The parade features floats and falloons (a combination of balloon and float) with specific themes, scenes from Broadway plays, large balloons of cartoon characters and TV personalities, and high school or college marching bands. The float that traditionally ends the Macy’s Parade is the Santa Claus float, which heralds the arrival of what has become known as the beginning of the Christmas season.

There were many years that I remember my family going into the city to watch the parade live. I remember being in awe of the balloons as well as the floats. Even when I lived in Manhattan years later, on Thanksgiving morning, I always got a good spot at 34th Street and Herald Square to watch the parade and take excellent pictures. To this day, I still love watching it on TV (or, if I am unable to watch it, I tape it to watch later on). All the balloons get blown up the day before the parade, an event not to be missed by young and old. I also remember that when I was 10 years old, my family took a trip to Colonial Williamsburg, had Thanksgiving Dinner at the Williamsburg Inn, and spent time exploring the Colonial Capital.

Presidential Turkey Pardon

The National Turkey Federation has presented the President of the United States with one live turkey and two dressed turkeys in a ceremony known as the National Thanksgiving Turkey Presentation. President Kenney was the first president reported to spare the turkey given to him (“We’ll let this one live“), and President Reagan was the first to grant the turkey a presidential pardon, which he jokingly presented to his 1987 turkey (which would indeed be spared and sent to a petting zoo).

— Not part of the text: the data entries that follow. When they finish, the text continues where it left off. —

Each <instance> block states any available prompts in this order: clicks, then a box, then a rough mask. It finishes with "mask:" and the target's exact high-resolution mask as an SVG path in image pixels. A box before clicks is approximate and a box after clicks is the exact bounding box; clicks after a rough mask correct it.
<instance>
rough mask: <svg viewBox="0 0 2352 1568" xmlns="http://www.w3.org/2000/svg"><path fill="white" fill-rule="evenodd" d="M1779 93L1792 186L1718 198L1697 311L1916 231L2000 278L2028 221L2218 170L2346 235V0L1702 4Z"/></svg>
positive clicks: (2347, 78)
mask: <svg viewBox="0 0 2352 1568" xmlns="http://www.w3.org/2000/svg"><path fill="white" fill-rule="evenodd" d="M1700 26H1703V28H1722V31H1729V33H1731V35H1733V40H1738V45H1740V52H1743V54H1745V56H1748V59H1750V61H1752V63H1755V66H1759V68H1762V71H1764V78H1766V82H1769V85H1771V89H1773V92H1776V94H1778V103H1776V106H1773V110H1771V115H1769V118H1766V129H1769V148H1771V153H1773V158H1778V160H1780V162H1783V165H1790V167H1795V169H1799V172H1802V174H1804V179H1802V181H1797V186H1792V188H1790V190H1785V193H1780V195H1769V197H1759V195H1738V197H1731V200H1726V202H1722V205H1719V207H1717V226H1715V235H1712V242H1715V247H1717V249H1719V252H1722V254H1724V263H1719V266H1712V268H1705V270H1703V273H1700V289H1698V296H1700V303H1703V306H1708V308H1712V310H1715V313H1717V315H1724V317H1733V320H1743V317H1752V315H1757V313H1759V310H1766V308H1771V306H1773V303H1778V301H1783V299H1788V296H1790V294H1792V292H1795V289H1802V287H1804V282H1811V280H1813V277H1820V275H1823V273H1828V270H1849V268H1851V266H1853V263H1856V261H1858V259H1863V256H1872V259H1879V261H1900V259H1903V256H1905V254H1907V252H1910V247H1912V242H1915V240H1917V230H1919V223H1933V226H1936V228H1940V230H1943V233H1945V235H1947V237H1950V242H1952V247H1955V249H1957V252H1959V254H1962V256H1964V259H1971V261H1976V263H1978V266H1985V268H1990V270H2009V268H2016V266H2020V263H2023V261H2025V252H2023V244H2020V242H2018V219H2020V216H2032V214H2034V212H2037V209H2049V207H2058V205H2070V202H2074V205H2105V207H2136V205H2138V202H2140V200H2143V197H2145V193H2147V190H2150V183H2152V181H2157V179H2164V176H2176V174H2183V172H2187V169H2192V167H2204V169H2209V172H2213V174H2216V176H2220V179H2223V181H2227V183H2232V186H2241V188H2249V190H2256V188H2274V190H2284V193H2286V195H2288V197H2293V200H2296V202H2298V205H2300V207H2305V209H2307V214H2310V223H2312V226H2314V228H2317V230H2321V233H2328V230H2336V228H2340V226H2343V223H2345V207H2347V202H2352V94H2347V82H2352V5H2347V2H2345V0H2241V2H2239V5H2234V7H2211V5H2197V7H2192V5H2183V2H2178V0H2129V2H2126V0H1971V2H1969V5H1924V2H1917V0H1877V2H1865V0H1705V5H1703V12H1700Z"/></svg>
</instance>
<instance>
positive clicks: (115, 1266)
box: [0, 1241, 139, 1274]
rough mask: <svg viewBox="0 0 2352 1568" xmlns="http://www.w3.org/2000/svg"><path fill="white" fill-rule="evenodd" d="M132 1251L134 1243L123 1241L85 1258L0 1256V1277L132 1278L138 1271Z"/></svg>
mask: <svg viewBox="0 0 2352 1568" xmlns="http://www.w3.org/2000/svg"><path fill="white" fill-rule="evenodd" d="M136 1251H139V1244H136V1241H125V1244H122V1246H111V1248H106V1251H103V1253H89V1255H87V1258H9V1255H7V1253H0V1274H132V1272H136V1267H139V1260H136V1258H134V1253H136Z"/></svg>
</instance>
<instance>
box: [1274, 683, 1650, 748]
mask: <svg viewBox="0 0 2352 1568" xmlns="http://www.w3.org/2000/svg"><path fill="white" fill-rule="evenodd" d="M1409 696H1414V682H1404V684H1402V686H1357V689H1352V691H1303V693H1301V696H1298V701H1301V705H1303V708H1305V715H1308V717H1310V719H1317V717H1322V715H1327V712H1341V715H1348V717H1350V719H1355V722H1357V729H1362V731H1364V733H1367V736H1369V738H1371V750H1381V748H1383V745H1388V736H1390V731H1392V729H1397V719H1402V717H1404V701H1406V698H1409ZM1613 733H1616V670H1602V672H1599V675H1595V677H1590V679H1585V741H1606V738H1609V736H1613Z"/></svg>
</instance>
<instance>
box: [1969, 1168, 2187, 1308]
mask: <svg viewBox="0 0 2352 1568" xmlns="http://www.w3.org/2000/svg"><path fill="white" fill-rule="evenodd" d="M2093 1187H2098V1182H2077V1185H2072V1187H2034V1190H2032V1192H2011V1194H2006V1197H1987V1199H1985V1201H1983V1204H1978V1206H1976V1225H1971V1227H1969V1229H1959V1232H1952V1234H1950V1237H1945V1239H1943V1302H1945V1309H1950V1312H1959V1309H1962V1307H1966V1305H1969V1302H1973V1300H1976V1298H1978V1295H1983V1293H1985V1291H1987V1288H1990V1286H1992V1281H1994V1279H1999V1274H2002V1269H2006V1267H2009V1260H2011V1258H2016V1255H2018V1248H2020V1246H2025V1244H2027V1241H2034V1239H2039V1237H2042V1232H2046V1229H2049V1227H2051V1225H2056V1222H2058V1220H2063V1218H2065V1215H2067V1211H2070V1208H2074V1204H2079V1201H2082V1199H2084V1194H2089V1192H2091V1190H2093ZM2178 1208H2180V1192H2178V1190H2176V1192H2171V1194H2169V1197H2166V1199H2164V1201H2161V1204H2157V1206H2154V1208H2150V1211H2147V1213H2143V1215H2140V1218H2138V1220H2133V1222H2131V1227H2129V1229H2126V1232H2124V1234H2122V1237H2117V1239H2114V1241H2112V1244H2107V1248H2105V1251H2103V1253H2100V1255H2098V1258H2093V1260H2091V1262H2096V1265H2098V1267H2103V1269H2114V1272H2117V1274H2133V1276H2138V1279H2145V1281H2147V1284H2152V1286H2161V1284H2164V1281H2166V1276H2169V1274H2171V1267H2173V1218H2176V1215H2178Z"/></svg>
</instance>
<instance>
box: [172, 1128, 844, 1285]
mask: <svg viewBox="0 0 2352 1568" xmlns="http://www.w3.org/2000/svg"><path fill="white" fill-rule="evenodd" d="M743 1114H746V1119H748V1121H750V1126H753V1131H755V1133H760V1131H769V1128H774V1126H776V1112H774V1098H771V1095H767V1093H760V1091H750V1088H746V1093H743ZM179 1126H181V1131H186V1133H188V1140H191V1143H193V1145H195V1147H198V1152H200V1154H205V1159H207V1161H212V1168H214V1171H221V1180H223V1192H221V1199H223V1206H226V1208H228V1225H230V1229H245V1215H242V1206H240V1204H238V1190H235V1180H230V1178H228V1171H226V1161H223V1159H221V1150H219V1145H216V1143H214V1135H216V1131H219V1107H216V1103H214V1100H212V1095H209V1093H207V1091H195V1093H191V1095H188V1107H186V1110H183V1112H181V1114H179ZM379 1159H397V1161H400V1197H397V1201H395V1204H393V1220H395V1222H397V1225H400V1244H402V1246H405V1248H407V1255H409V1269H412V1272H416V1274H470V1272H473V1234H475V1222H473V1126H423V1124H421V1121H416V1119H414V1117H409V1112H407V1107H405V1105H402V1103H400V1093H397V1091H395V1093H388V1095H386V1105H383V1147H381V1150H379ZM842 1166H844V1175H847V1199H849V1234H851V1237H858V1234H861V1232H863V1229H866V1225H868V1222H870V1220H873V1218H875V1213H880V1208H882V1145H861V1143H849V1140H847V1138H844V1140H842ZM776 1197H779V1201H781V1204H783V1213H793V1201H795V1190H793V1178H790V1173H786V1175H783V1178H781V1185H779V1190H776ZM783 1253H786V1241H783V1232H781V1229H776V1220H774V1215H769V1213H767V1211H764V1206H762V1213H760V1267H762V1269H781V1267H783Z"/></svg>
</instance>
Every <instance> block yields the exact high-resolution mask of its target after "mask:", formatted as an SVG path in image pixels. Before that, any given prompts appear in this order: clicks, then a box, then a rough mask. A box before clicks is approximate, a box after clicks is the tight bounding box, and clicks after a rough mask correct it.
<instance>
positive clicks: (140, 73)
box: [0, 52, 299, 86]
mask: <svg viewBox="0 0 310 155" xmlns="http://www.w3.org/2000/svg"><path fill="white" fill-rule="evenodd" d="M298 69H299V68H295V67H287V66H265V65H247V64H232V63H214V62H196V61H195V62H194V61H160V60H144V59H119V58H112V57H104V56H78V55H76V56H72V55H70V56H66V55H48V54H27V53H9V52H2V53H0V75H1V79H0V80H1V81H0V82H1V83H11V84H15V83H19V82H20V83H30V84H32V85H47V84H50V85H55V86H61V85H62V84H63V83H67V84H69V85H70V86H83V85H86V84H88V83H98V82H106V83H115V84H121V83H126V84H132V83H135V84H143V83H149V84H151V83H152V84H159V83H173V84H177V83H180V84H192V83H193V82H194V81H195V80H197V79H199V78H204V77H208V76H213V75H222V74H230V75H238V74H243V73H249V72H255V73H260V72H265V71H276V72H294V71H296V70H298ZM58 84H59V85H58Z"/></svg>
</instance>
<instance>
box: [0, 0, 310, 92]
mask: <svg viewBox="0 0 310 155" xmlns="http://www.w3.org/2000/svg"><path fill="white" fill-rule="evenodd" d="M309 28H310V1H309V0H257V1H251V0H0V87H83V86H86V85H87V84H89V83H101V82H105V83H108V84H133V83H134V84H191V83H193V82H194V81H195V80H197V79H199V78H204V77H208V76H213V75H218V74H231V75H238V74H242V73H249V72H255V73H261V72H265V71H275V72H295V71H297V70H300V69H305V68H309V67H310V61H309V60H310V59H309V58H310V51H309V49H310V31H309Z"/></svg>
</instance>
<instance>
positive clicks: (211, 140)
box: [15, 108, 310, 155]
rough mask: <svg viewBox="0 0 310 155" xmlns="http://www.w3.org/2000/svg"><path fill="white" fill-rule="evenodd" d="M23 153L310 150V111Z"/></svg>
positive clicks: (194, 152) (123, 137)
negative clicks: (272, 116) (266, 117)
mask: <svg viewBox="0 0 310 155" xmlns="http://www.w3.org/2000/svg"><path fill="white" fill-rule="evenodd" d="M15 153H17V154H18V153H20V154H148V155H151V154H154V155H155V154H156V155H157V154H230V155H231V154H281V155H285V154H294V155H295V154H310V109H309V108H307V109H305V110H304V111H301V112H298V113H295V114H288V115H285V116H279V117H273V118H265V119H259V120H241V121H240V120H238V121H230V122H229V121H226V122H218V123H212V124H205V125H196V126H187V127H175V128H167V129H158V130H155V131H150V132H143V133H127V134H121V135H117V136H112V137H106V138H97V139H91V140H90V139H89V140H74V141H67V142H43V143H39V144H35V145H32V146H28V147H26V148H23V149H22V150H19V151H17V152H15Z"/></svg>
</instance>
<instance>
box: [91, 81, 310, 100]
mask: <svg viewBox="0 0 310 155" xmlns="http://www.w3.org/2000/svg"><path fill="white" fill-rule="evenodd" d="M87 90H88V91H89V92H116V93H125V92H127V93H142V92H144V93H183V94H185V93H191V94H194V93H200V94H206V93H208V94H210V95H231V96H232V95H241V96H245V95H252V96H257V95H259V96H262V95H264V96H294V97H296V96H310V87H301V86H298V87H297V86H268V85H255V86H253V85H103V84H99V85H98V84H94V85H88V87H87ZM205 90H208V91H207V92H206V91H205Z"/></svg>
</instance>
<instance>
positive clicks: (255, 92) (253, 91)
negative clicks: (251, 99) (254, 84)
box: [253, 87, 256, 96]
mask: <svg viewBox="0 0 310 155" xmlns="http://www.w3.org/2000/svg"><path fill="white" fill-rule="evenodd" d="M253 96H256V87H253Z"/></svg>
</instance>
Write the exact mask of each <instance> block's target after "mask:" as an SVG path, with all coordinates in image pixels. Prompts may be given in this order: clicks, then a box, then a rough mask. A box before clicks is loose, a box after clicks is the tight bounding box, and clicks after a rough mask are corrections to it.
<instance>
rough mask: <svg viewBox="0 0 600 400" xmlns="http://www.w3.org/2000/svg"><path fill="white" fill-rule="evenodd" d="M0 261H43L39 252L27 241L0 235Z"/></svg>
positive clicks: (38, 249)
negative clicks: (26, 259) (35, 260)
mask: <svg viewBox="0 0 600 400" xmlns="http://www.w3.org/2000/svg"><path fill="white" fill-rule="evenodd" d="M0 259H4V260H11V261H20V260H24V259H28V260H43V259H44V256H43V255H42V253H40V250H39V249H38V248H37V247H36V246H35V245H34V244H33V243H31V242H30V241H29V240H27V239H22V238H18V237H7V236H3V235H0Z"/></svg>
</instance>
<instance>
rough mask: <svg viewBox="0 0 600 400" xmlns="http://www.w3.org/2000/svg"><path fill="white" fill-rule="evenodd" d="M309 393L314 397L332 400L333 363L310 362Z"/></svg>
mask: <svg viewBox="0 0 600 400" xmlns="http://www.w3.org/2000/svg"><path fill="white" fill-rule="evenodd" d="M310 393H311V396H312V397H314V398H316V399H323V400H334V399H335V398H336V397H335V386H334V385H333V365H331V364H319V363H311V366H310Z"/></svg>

President George H.W. Bush made the turkey pardon a permanent annual tradition upon assuming the presidency in 1989, a tradition that has been carried on by every president each year since. There are legends that state that the “pardoning” tradition dates to President Truman’s administration or even to an anecdote of Abraham Lincoln pardoning his son’s pet turkey. Both stories have been quoted in more recent presidential speeches, but neither has any evidence in the Presidential record.

In more recent years, two turkeys have been pardoned in case the original turkey becomes unavailable for presidential pardoning.

Traditional Thanksgiving Foods and Charity

In the United States, certain kinds of food are traditionally served at Thanksgiving meals. Baked or roasted turkey is usually the featured item on any Thanksgiving feast table (so much so that Thanksgiving is sometimes referred to as “Turkey Day“).

Stuffing, mashed potatoes with gravy, sweet potatoes, cranberry sauce, sweet corn, various fall vegetables (mainly various kinds of squashes), and pumpkin pie are commonly associated with Thanksgiving dinner. All of these are actually native to the Americas or were introduced as a new food source to the Europeans when they arrived. Turkey may be an exception.

The poor are often provided with food at Thanksgiving time. Most communities have annual food drives that collect non-perishable packaged and canned foods, and corporations sponsor charitable distributions of staple foods and Thanksgiving dinners.